Quali sono stati gli ambiti di ricerca che la hanno maggiormente appassionato nel corso della sua carriera?

“Il dottorato mi ha introdotto a una forma di ricerca multidisciplinare. Studiare le condizioni all’interno della Terra significa studiare il comportamento dei minerali, cosa che crea delle analogie con la scienza dei materiali. Dopo il dottorato ho avuto l’opportunità di lavorare prima negli Stati Uniti, al Carnegie Institute di Washington e successivamente in Giappone, terra di terremoti, dove ho scoperto molte somiglianze con la mia terra natale. Queste esperienze hanno fatto in modo che le mie linee di ricerca si ampliassero dalla mineralogia allo studio del comportamento dei gas come la CO₂ e come influiscono sull’abitabilità del nostro pianeta. Questo, a sua volta, mi ha messo in contatto con la geologia planetaria e l’uso della petrologia sperimentale anche per conoscere l’interno degli altri pianeti del Sistema solare”.

Lei è tra gli autori di un recente studio, pubblicato su Nature Geoscience, riguardante un nuovo approccio per ricostruire la quantità di carbonio presente nel mantello superiore della Terra. Può spiegarci di cosa si tratta?

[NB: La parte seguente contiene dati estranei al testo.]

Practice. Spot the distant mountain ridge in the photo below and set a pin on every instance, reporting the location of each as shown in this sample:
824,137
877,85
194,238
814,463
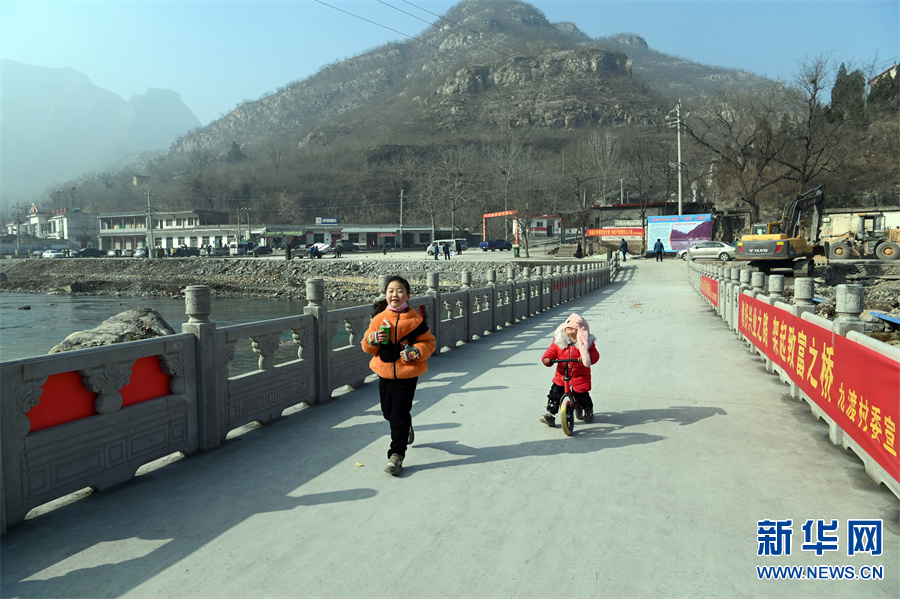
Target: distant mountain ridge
501,62
57,125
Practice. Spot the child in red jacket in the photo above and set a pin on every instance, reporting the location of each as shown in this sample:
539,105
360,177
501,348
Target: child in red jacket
572,340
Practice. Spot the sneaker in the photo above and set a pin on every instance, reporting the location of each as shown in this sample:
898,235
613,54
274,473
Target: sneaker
395,464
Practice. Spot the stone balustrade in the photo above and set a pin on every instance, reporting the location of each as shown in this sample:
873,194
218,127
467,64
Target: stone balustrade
91,418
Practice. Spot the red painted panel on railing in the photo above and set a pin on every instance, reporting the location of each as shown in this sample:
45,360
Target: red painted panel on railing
710,289
856,386
64,399
148,381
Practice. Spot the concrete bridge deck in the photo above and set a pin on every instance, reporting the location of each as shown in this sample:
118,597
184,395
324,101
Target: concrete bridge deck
693,444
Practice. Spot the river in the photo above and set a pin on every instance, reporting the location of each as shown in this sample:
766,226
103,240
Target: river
52,318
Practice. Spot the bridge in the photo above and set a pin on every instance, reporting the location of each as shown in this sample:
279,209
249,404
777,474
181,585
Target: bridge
700,476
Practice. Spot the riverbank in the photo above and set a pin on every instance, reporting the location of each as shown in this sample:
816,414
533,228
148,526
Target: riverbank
346,279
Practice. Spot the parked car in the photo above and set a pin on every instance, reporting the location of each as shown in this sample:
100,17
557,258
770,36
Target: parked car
185,252
456,245
346,246
495,244
715,250
88,253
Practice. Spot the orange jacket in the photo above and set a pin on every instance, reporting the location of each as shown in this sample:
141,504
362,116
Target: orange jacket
402,324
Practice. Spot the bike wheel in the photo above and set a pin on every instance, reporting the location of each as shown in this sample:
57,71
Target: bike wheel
567,415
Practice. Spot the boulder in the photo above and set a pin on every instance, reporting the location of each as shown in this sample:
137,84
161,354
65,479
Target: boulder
131,325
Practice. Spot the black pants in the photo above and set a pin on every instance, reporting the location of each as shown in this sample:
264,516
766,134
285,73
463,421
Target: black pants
556,393
396,405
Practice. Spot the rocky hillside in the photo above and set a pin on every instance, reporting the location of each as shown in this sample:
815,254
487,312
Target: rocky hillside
519,70
62,125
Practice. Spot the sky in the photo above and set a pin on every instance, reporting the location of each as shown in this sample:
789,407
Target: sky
219,53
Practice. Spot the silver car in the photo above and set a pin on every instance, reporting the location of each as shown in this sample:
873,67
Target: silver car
714,250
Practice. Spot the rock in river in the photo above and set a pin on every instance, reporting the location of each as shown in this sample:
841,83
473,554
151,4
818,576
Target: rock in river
131,325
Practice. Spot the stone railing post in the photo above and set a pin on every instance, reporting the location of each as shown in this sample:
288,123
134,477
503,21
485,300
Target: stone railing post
734,301
776,288
758,283
849,301
434,290
315,296
803,294
210,378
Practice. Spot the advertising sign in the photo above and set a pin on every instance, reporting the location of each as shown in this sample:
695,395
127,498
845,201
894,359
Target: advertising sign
615,232
709,287
679,232
856,386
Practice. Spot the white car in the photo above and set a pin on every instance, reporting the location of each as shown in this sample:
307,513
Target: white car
716,250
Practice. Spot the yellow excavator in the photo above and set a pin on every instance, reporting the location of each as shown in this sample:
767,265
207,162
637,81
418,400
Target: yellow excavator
790,243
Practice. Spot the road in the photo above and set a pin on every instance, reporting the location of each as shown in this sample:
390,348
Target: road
694,445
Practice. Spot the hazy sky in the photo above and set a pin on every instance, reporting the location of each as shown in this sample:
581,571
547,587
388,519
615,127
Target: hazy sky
218,53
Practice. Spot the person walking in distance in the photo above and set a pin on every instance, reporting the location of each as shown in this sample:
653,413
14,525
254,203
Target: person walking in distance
571,340
400,343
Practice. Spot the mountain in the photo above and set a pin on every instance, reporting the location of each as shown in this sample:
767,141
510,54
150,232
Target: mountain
57,125
501,62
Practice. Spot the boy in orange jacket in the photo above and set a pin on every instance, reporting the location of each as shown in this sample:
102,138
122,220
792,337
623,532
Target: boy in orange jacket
398,358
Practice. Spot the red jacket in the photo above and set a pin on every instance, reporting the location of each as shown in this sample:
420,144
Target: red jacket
579,373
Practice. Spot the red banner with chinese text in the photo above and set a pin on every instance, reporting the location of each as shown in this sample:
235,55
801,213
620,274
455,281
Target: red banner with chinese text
710,289
856,386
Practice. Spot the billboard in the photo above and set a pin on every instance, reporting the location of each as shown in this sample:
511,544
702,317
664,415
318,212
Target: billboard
679,232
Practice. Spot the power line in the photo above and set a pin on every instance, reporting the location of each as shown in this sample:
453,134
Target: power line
460,25
418,39
448,30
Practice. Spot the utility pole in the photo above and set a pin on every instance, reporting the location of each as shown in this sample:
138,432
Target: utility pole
18,245
401,220
677,122
151,251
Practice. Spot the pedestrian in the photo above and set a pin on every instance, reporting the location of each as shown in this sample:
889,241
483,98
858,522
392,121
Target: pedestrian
400,343
571,340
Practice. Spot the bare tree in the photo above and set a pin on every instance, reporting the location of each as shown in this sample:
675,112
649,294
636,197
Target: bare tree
814,145
738,134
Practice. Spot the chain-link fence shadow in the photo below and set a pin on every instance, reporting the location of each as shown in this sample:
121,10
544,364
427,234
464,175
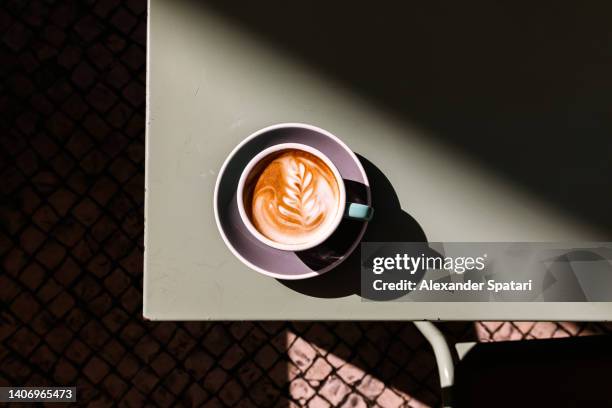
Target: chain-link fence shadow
71,240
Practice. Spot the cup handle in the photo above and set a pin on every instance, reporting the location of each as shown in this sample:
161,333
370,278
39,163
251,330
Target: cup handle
357,211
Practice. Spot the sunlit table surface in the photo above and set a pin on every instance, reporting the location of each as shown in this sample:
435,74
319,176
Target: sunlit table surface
211,83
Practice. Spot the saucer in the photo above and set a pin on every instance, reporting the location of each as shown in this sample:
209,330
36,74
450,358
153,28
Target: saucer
275,262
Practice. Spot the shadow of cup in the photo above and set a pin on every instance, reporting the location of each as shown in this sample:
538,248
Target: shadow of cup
390,224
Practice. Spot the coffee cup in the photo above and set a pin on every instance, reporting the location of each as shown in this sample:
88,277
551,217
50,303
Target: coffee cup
291,197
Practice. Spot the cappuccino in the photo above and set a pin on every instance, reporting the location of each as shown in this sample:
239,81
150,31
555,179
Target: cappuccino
291,196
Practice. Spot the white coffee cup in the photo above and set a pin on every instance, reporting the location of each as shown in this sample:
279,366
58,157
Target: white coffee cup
349,210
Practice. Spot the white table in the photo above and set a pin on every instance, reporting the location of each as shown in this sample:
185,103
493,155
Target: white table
210,84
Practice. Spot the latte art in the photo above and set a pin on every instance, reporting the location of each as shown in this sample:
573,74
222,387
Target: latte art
295,195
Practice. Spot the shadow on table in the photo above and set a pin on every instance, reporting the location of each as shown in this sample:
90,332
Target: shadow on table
523,91
390,224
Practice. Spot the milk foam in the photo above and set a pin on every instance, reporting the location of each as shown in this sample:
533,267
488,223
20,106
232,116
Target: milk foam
296,196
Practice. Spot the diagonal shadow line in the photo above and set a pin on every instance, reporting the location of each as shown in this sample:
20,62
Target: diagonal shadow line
524,92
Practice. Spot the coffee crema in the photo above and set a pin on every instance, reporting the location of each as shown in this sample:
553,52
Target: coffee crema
292,196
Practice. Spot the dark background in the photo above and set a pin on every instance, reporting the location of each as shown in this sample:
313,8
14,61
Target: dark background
71,239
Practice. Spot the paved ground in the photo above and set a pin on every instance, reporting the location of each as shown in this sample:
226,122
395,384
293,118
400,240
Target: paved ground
71,211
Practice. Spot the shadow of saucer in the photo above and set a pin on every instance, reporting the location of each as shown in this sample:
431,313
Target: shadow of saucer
390,224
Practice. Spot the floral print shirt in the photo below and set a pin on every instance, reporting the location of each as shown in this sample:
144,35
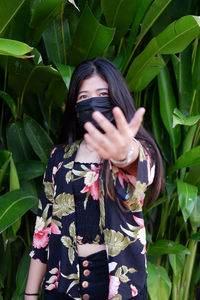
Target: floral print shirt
86,195
55,240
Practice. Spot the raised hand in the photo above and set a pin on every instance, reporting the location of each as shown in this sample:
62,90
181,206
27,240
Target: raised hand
115,143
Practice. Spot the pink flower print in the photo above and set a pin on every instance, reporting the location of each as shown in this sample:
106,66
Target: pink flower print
55,170
41,234
122,177
113,286
32,253
52,152
53,280
91,182
54,228
141,233
139,221
134,290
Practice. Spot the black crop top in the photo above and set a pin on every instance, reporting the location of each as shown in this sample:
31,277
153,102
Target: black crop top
86,194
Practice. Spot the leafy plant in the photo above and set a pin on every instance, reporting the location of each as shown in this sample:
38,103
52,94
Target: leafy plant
156,46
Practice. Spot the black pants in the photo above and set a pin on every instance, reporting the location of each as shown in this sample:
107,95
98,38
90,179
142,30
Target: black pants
94,280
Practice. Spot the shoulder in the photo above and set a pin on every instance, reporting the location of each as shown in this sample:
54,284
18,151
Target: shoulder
56,154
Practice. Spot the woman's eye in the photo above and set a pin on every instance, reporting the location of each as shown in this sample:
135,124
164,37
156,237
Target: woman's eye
104,94
82,97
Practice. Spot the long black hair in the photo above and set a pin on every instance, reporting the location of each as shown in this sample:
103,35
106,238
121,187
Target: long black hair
120,96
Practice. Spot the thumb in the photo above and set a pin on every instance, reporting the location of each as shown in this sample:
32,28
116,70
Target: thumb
136,121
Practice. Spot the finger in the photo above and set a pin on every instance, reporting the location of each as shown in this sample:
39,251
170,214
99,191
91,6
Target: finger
103,153
104,123
136,121
99,139
121,121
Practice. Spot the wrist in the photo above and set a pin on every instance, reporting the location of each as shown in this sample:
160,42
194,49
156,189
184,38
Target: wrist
131,156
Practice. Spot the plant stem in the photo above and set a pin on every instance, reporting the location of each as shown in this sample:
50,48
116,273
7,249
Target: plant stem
187,273
62,32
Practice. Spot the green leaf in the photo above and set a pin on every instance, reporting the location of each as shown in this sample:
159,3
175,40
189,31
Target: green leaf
30,169
9,9
185,89
177,263
38,138
4,161
195,215
155,10
13,205
21,276
14,48
119,15
14,180
167,106
18,143
196,73
90,40
196,237
44,12
159,130
144,4
188,159
65,72
179,118
10,102
158,282
54,43
175,38
187,195
161,247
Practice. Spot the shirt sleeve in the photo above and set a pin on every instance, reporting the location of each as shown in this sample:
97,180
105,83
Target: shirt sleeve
43,220
130,188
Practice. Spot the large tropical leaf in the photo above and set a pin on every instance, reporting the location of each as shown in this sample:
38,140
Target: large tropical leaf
153,13
182,65
65,72
167,106
158,282
179,118
14,180
195,215
21,276
4,161
144,5
91,38
188,159
43,13
187,196
38,138
119,15
18,143
14,48
161,247
174,39
30,169
10,102
9,9
13,206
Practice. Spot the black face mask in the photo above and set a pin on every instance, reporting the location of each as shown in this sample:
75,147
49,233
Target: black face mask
84,110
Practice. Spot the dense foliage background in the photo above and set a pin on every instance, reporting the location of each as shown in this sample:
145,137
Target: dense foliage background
156,46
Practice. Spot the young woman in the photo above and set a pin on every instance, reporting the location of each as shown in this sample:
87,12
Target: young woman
89,238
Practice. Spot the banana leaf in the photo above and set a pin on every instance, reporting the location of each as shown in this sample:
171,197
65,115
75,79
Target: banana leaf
174,39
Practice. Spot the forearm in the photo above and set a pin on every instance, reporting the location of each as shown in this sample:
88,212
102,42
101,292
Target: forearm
36,273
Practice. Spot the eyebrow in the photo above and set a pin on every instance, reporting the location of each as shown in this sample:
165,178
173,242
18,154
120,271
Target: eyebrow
81,92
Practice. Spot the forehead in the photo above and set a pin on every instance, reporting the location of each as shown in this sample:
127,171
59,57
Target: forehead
93,83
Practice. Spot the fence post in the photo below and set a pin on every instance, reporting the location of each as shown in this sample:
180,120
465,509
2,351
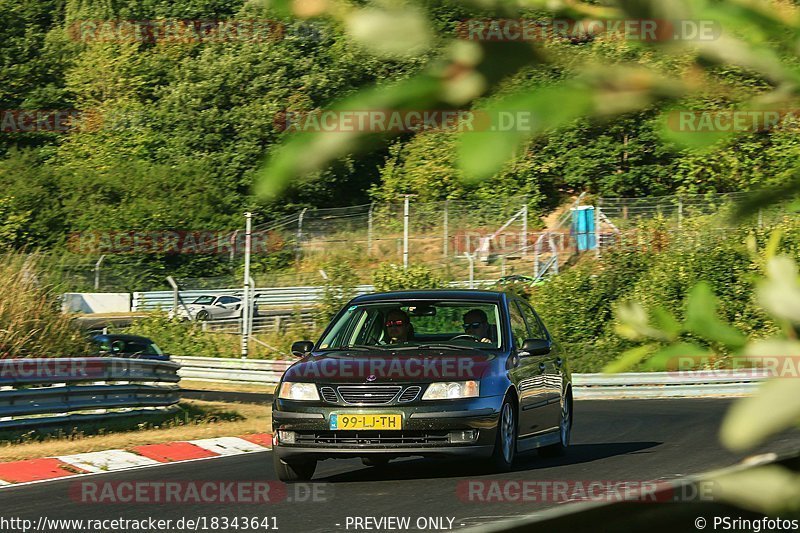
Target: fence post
446,229
175,295
369,229
524,235
597,230
299,237
97,273
246,303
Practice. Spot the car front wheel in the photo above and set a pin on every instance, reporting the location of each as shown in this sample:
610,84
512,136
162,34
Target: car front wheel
293,471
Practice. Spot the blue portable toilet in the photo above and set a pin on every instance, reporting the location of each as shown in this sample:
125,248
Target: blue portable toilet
583,228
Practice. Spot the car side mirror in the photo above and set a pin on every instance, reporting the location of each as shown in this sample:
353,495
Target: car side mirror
536,347
302,348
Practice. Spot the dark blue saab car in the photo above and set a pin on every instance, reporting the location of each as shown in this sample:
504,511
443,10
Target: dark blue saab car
424,373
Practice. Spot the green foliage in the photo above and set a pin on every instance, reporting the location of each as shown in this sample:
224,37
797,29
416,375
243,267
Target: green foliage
590,306
338,289
391,277
184,338
31,323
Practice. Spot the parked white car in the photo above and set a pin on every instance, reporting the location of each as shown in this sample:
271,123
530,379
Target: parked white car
208,307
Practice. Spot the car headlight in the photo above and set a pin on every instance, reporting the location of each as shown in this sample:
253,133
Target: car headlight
298,391
447,390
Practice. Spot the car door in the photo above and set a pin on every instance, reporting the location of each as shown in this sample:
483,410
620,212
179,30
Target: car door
527,376
550,362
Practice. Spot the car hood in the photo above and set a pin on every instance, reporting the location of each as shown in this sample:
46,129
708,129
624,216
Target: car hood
423,366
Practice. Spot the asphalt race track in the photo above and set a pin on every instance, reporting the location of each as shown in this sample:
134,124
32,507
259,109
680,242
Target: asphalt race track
612,440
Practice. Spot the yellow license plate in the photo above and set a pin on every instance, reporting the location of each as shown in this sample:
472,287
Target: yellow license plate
374,421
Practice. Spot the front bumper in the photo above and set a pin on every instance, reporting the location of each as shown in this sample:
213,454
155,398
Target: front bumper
426,429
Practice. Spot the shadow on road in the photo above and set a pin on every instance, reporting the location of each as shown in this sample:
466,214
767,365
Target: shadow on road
411,468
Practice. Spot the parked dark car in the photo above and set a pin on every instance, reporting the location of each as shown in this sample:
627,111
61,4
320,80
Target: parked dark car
424,373
135,346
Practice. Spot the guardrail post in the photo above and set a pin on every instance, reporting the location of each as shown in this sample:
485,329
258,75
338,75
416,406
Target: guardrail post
369,229
246,303
445,242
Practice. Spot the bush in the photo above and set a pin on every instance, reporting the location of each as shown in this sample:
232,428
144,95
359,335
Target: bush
31,323
339,288
390,277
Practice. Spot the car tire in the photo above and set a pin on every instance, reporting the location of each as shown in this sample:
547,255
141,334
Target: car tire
378,462
293,471
505,444
564,432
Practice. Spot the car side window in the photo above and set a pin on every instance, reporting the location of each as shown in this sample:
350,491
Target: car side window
518,328
535,327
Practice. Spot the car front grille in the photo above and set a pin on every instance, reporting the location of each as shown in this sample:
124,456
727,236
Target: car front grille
328,394
368,394
372,438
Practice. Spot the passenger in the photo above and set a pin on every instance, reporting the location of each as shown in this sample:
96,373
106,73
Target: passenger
398,327
476,323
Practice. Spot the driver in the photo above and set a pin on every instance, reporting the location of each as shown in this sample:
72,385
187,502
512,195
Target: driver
476,323
398,327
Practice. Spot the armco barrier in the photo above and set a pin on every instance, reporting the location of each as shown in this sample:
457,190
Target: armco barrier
268,297
41,391
586,386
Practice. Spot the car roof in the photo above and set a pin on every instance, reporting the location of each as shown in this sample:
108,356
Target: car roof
431,294
119,337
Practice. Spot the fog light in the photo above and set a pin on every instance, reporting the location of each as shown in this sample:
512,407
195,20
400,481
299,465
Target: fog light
286,437
463,437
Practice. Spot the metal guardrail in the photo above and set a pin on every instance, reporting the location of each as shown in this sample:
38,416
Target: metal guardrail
267,297
585,386
272,320
233,370
43,391
679,384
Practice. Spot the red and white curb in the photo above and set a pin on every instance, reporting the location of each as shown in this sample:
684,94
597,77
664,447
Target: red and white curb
135,457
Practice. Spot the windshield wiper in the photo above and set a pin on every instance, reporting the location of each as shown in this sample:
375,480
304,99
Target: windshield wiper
451,347
361,347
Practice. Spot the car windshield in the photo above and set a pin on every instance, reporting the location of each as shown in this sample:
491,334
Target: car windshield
456,324
124,346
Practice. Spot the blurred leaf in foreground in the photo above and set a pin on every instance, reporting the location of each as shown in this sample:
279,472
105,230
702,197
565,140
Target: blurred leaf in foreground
768,489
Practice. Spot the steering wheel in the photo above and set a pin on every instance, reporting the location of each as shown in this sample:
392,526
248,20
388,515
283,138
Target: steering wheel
466,336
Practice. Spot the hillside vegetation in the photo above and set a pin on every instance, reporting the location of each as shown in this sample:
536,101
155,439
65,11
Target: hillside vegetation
174,132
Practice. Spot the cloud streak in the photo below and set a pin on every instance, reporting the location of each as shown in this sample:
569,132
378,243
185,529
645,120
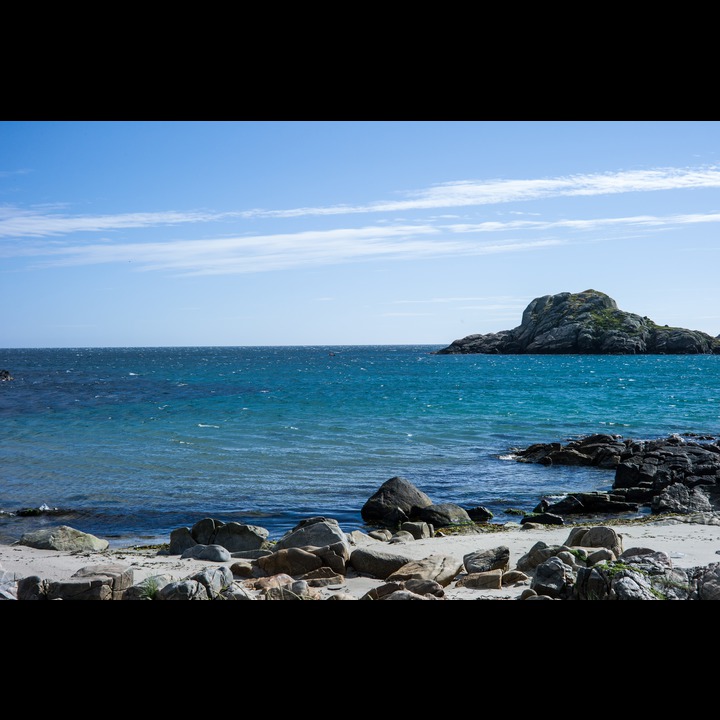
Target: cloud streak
46,233
26,223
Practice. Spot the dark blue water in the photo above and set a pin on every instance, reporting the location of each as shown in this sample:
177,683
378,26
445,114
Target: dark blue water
135,442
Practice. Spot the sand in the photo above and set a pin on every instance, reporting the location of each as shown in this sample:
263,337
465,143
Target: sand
686,544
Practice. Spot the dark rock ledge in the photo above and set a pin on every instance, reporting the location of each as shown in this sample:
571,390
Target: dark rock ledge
674,475
679,474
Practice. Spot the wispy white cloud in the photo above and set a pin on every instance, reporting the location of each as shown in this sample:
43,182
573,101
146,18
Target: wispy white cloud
46,232
276,252
33,223
471,192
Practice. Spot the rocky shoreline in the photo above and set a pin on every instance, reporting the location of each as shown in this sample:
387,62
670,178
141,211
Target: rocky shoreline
407,556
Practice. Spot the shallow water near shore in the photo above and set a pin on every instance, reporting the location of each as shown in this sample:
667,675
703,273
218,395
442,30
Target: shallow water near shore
131,443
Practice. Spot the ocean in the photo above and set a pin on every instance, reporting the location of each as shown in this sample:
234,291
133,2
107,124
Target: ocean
131,443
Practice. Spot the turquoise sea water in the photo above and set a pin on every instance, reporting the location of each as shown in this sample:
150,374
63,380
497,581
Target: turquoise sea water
135,442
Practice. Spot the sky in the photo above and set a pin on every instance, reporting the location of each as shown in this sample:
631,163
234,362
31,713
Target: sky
226,233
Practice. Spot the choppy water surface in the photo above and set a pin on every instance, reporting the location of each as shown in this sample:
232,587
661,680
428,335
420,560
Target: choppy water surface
139,441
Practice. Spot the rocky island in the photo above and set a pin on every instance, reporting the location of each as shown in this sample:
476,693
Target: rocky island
588,323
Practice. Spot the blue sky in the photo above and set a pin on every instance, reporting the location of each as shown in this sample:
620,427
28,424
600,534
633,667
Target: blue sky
155,233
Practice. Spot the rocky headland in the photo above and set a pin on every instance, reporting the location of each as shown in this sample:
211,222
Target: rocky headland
588,323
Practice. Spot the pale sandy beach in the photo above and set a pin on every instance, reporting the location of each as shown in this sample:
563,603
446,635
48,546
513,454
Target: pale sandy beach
686,544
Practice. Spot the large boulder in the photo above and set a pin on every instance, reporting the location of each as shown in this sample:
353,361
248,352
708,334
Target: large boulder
63,538
393,503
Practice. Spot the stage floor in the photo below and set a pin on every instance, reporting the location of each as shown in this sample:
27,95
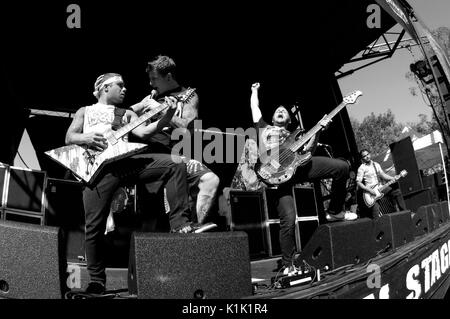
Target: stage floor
262,272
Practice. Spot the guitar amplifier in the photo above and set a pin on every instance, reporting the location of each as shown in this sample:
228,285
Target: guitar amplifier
23,194
249,214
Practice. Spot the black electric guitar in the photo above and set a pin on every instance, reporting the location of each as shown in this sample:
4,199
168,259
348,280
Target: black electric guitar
86,163
278,165
370,199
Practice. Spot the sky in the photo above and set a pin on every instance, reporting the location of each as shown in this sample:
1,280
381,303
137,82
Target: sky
384,85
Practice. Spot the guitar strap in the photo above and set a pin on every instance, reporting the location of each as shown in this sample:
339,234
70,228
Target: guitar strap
118,114
376,172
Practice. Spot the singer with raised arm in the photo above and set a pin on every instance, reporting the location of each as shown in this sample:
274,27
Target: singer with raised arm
369,179
270,138
202,182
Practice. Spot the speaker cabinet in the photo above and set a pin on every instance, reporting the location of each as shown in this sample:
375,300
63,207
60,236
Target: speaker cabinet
422,197
249,214
3,172
423,221
405,159
305,230
64,209
23,194
190,266
306,202
338,244
445,210
32,265
391,231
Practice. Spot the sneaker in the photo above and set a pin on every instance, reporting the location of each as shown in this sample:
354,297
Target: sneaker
344,215
201,228
194,228
95,288
291,271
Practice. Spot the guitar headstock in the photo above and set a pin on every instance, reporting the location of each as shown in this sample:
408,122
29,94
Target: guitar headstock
352,97
186,96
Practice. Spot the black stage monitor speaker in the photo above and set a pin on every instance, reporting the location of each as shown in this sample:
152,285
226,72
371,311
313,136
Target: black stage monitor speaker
3,169
25,190
190,266
405,159
419,198
334,245
445,210
392,230
31,263
423,221
248,213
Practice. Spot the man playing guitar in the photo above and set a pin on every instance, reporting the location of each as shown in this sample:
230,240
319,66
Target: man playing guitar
368,176
319,167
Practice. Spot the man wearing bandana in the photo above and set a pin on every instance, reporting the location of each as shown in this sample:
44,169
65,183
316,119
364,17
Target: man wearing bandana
271,136
87,129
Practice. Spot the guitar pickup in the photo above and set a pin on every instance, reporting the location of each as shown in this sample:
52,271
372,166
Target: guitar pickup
275,164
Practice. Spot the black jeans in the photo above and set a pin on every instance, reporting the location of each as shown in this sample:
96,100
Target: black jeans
395,198
318,168
146,169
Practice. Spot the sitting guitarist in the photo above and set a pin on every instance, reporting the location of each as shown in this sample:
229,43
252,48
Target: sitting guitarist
202,182
271,136
87,129
369,175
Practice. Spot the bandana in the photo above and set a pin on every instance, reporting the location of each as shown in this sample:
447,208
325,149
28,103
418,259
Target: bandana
100,84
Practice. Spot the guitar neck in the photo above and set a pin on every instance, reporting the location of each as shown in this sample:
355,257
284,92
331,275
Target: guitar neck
141,119
389,183
306,137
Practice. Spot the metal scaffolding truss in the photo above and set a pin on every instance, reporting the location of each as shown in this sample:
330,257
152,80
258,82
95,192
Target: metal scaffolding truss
380,49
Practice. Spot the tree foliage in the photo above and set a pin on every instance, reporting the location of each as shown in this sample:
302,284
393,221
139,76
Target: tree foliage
425,126
376,132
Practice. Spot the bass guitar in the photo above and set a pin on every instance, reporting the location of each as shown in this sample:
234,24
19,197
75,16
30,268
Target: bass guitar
370,199
86,163
279,164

“Il carbonio, e nello specifico la CO₂, è qualcosa con cui abbiamo a che fare ogni giorno. La presenza di anidride carbonica in atmosfera ha ovviamente risvolti negativi sulla temperatura del nostro pianeta, ma allo stesso tempo è ciò che ha consentito l’emergere della vita sulla Terra tramite i processi di fotosintesi. Determina anche le caratteristiche dei magmi, influendo sulla loro esplosività. Per questo, capire quanto carbonio c’è all’interno della Terra ci aiuta a capire qual è lo stato di salute del nostro pianeta e comprendere la sua dinamicità interna. Per molti anni si è cercato di stimare la quantità di carbonio presente nel mantello monitorando la CO₂ emessa dai vulcani. Tuttavia, ci si è accorti che la CO₂ tende troppo facilmente a essere rilasciata in atmosfera durante la risalita dei magmi. Perciò, non è detto che la quantità di carbonio che possiamo misurare nei gas vulcanici sia la stessa presente in profondità”.

In che modo la vostra ricerca ha risolto questo problema?

“Si può ottenere una stima più precisa analizzando la quantità di CO₂ contenuta in piccole gocce di magma rimaste intrappolate all’interno dei minerali al momento della loro formazione. Inoltre, abbiamo analizzato il comportamento di altri elementi (come lo zolfo) contenuti in queste gocce di magma per realizzare un modello che ci consente di correggere il contenuto in carbonio dei gas emessi dai vulcani e risalire alla quantità originale presente alla sorgente”.

Quali sono le implicazioni di questo studio che vorrebbe approfondire in futuro?

“Gli studi sul carbonio possono produrre vari spunti di ricerca. Sto attualmente portando avanti un lavoro, in collaborazione con tesisti e dottorandi, sull’origine dei diamanti (a loro volta costituiti da carbonio) a partire dall’analisi delle impurità in essi contenute. Inoltre, la presenza di più o meno CO₂ crea una diversità di composizione dei magmi che ne influenza le caratteristiche fisiche, come la viscosità. Questo ha importanti ripercussioni sull’esplosività delle eruzioni e la mitigazione del rischio”.